Montag, 22.10.2018

Trickbetrug: Frau fordert telefonisch 1000 Euro Notarkosten

Polizei Marktheidenfeld

Marktheidenfeld Mittwoch, 09.05.2018 - 14:21 Uhr

Als Mitarbeiterin des Finanzsicherheitsdienstes Berlin hat sich eine Frau am Dienstagvormittag bei einem Anruf in Esselbach ausgegeben. Sie forderte von dem betroffenen Ehepaar 1000 Euro Notarkosten, doch dieses hatte gleich einen Verdacht.

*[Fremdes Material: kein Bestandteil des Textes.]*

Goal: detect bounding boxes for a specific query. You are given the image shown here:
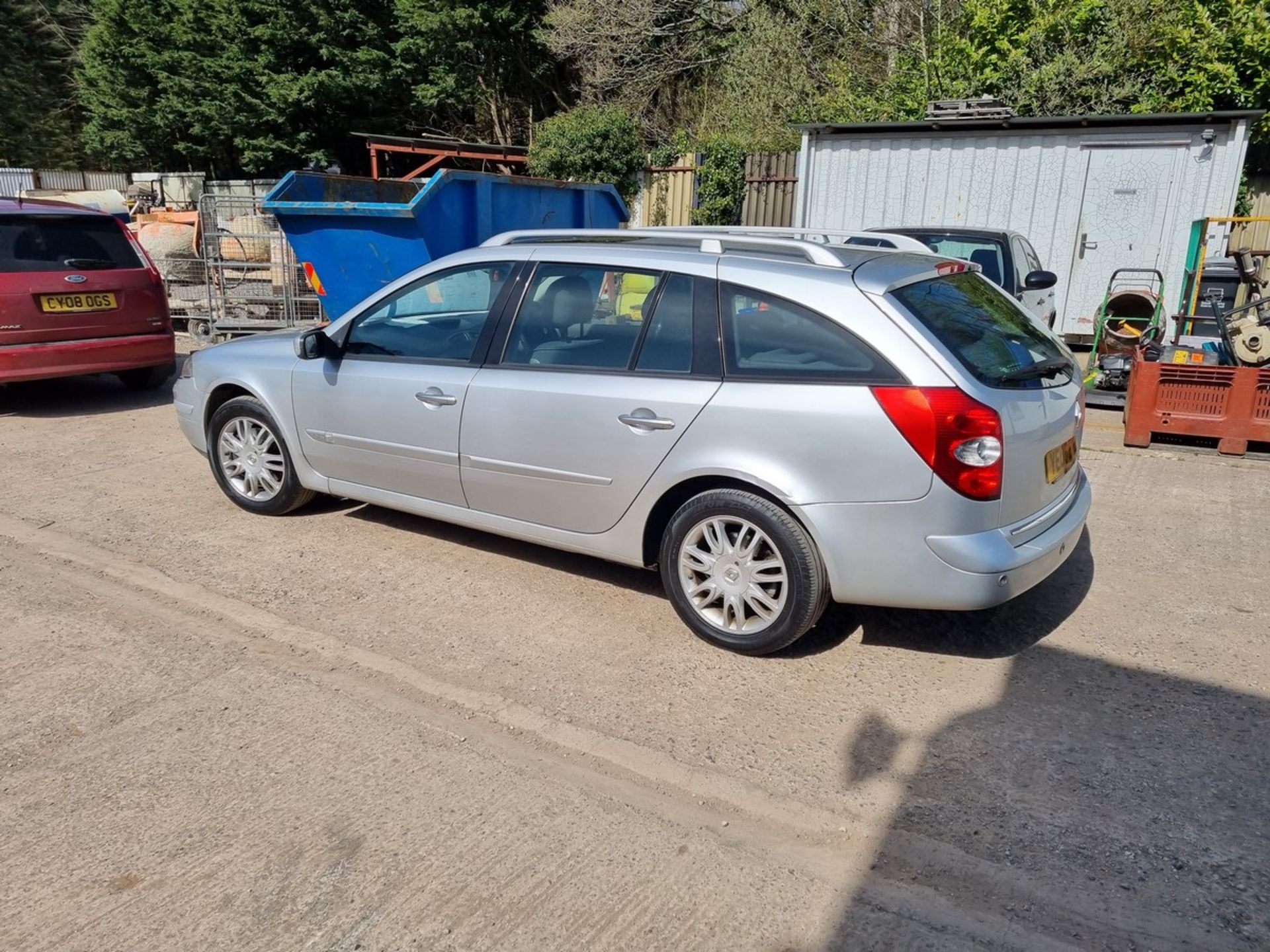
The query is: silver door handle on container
[617,414,675,430]
[414,387,458,406]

Mit einer Betrugsmasche versuchte eine Frau per Telefon Geld zu erlangen. Am Montag- und Dienstagvormittag wurde ein Ehepaar von einer Frau mit angeblichem Namen „Stefanie Engel“ angerufen. Die Frau gab sich als Mitarbeiterin des Finanzsicherheitsdienstes in Berlin aus. Sie kündigte einen Geldgewinn in Höhe von 28.500 € an. Für die Notarkosten sollte das Ehepaar 1000 € bezahlen. Diese erkannten die Betrugsabsicht, notierten die Rufnummer und informierten die Polizei. Ermittlungen ergaben, dass mit dieser Rufnummer bereits zwei Betrugsfälle in Bayern zur Anzeige gebracht wurden. In diesem Zusammenhang warnt die Polizei nochmals davor, Anrufern dieser Art von Betrugsmaschen Folge zu leisten.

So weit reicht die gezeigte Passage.